Money Store may be the most spectacular rags-to-riches story in the specialty finance sector. The Turtletaubs identified a market and single- mindedly targeted it with television advertising, making their company a household name.

"Talk to your mother about this business," said E. Reilly Tierney, a Fox-Pitt, Kelton analyst. "The only company she'll know is the Money Store."

That notoriety, built most memorably in a series of ads featuring former Yankee shortstop Phil Rizzuto, is the real reason that the company was picked up by a big bank, analysts say. "First Union is buying a brand name," Mr. Tierney said. "It's a unique animal."

Once Money Store had established an identity, the Turtletaubs successfully diversified into other related lines of business, most notably student and Small Business Administration lending. This earned the company respect and imitation from peers.

"First Union really got a jewel," said J. Terrell Brown, chief executive of United Companies, Baton Rouge.

The only other home equity company to be bought by a bank in recent years used much the same strategy to build its name recognition.

Champion Mortgage-renowned throughout the Northeast for its ads featuring founder Joseph Goryeb, and the tag line "When your bank says no, Champion says yes,"-was purchased last April by KeyCorp for $200 million.

The speciality finance sector is littered with little guys who made it big.
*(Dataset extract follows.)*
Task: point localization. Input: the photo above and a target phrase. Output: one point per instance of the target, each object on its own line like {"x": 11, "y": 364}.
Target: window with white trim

Brian Chisick started First Alliance Capital Corp., Irvine, Calif., in 1967 with $5,000, saved "a nickel here, a nickel there," he said. At that time, the industry was "full of little old men who didn't know a thing about sales and took great delight in turning everyone down."

Mr. Chisick, a former office machine salesman, turned his promotion savvy to second-mortgage sales. Now First Alliance is a publicly traded company with a $188 million market cap. If First Alliance sold for a premium similar to that for Money Store, Mr. Chisick's stake would be worth more than $90 million.

And Gary Judis started Capitol Home Loan Co. with a $1,600 investment in 1967, and merged it into Aames Financial Corp. At its peak, the company was a publicly traded lender with a $1 billion market cap. Mr. Judis left the company last year, after cashing in millions in stock options.

But don't look for all these companies to command high prices if they are sold, Mr. Tierney cautioned. Money Store's valuation of 14.3 times earnings should serve as a ceiling for the sector, he said, because no other company demonstrates the same level of franchise value.

The Turtletaub family never really intended to cash in. Four years ago, Marc Turtletaub told American Banker, "I want us to be like GE Capital."

But since then, the company, and the sector, have taken some hits. Last year Money Store lost the advertising director responsible for a much- lauded ad campaign featuring Jim Palmer, to FirstPlus Financial. Its start- up subprime auto division faltered, the head of the unit quit, and then Money Store shut it down-a blow that Marc Turtletaub took especially hard, investors said.

And early this year subprime lenders' stock prices plummeted because of fears of inflated earnings. Money Store was trading last week at half of its 52-week high.

In fact, some speculate that the Turtletaubs' best move to date was their decision to sell while banks were still interested in the sector.

Said one investor: "The smartest thing they've ever done may be selling out now."